Fred. Thanks so much for stopping by and for posting a comment. Very much appreciated.
I would like to explain that, while not sympathizing with those who break the law, especially those who kill, I’m someone who’s actually witnessed an execution by electric chair. I’m not sure you can say the same. If so, then you’re a bit less caring than I. Believe me, I’m no bleeding heart when it comes to this stuff. As they say, been there, done that, and don’t look back.
However, this execution was a gruesome sight to me and to others. And simply because the person was a criminal, a very nasty serial killer, didn’t make it any less ghastly. To watch a human body go through what this one did was nothing short of, well, gruesome. This stuff is not a video game.

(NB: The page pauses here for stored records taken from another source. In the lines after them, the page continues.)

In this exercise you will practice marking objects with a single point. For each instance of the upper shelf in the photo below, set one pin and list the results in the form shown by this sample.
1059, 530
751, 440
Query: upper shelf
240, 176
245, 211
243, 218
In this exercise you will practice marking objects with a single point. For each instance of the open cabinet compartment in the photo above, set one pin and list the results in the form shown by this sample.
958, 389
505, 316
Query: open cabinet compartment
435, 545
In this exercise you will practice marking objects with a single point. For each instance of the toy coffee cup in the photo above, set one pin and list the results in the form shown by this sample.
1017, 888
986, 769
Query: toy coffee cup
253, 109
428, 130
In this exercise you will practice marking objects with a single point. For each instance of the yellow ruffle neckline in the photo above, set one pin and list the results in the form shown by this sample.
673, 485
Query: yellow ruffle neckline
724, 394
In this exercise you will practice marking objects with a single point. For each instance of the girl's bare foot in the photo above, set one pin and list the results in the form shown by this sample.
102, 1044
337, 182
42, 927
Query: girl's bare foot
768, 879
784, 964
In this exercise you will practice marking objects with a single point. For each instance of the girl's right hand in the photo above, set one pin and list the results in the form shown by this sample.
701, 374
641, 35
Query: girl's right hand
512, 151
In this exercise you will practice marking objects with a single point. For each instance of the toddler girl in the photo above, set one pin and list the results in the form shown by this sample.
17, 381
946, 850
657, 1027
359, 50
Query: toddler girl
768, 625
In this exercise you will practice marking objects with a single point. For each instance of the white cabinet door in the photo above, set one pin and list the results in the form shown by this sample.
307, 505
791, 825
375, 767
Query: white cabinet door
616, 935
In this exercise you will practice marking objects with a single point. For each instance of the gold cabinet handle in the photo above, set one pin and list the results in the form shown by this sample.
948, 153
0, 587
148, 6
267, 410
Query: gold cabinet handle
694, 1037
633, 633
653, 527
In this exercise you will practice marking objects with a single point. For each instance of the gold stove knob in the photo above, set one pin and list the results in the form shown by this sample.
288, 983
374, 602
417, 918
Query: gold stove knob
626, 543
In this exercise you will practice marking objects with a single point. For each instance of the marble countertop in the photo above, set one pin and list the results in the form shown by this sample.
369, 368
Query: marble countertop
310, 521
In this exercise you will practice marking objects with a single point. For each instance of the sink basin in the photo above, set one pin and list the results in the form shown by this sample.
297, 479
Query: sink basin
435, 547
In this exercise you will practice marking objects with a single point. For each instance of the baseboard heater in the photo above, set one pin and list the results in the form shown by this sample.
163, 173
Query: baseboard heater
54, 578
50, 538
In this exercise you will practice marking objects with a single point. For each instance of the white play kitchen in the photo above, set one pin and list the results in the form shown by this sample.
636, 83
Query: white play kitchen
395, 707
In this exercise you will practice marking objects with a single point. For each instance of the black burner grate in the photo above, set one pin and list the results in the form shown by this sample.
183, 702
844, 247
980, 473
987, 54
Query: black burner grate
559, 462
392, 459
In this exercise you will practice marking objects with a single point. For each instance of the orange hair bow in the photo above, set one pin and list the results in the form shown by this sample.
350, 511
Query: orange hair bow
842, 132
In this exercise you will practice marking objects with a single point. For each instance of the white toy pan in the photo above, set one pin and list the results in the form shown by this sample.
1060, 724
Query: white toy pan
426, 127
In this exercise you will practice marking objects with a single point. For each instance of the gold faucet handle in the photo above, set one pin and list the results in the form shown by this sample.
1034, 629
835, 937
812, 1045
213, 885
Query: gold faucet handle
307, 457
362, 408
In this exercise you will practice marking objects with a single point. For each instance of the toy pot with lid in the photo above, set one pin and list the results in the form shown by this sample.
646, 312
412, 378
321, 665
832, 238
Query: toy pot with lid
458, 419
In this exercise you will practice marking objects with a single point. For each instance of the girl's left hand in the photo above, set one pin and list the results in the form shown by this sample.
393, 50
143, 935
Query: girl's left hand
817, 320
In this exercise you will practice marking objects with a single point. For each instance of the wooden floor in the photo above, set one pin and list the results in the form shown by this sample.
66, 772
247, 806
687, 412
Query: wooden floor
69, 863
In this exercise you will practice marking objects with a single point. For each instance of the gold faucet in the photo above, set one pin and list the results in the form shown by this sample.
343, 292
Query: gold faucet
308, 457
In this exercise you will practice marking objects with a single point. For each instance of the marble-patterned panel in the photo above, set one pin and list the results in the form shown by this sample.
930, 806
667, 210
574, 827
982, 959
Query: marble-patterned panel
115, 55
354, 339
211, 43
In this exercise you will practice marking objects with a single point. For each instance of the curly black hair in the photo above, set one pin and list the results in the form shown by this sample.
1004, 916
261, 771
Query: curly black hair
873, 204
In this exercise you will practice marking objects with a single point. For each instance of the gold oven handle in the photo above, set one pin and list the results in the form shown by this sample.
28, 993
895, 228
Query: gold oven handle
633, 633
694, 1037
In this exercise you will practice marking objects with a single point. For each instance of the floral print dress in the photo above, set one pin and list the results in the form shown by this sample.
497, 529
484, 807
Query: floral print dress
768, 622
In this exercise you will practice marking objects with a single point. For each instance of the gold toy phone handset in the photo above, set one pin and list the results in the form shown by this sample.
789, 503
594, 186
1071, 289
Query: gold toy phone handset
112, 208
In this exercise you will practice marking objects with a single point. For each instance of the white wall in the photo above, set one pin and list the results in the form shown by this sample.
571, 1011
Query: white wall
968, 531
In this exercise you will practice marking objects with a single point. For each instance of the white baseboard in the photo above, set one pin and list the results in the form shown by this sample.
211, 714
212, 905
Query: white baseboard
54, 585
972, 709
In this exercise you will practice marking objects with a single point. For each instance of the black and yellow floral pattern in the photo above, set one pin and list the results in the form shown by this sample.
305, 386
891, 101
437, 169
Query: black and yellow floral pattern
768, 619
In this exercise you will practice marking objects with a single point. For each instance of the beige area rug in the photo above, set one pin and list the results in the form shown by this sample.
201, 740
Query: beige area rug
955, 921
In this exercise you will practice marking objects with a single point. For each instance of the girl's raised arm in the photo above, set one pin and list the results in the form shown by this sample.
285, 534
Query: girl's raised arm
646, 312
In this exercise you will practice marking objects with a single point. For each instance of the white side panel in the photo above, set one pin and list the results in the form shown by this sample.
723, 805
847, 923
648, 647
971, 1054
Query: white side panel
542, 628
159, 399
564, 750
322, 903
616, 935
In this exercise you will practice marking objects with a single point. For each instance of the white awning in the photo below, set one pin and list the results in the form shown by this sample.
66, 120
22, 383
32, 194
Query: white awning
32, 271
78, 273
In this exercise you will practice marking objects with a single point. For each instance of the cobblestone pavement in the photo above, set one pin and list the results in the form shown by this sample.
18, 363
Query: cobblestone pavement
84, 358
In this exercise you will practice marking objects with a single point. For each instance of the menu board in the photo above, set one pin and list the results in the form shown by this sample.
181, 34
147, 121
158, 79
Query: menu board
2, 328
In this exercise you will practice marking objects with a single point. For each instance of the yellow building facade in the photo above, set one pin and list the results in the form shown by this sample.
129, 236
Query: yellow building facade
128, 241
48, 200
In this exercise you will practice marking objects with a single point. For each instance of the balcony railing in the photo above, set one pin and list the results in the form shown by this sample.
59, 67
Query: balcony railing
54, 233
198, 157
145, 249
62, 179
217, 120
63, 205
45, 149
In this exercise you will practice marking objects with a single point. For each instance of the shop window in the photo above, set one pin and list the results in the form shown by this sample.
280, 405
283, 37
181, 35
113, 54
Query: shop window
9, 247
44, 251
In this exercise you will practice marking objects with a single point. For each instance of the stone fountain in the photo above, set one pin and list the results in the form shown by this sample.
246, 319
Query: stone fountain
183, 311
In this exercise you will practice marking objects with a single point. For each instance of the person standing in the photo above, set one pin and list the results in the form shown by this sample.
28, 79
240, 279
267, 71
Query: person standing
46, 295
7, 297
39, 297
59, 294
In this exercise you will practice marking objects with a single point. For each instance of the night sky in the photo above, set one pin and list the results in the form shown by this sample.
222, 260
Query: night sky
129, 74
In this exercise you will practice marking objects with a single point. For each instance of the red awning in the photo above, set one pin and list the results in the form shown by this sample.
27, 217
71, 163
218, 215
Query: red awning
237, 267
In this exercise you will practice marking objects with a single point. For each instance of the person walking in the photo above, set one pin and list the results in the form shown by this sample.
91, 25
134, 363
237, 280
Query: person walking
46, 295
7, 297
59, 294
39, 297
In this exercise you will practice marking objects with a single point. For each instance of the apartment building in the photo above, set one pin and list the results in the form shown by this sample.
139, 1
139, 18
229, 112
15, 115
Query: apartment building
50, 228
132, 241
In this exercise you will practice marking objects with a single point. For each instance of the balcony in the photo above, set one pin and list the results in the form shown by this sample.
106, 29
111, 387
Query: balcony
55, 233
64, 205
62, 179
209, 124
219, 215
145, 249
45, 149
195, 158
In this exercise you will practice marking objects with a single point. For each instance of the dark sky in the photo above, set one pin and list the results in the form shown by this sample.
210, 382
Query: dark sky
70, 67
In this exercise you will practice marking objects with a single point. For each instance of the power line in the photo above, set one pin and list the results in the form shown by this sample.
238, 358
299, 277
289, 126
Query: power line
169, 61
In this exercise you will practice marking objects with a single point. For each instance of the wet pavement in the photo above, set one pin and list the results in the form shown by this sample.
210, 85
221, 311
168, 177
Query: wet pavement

Again, if you have actual experience, then I apologize. I’m not speaking of military combat experience, though. Instead, I’m speaking of working as a police officer who is not involved in regularly engaging in gunfire with other humans. It’s not what cops do on a daily basis. In fact, it is outside the norm for a police officer to shoot another person. Cops think about it all the time – the “what-ifs,” but the situation is more of a rarity than the norm.
I’m as tough as the next guy. Maybe tougher than some. I’ve been cut and stabbed a few times. Beaten, shot at, kicked, and spit on. And I’ve seen humans mangled beyond recognition. I’ve also shot and killed someone. The latter really took its toll on me.
And, through all of that and lots more, I still can’t yawn, as you suggest, when a person or animal suffers. Even the robber I shot … my heart still hurts over that day. Did I do the right thing? Sure. Would I do it again, if necessary. Sure. Do these facts make me feel any better about having shot and killed someone? Not even close.
And to be flippant about seeing someone die a horrible death, no matter who the person is, well, that’s just not me.
Yawn. Maybe don’t be a criminal piece of trash and they might deserve some sympathy. Make it a weapons testing facility – anyone can come in, bring their own gun and ammo. Win-win.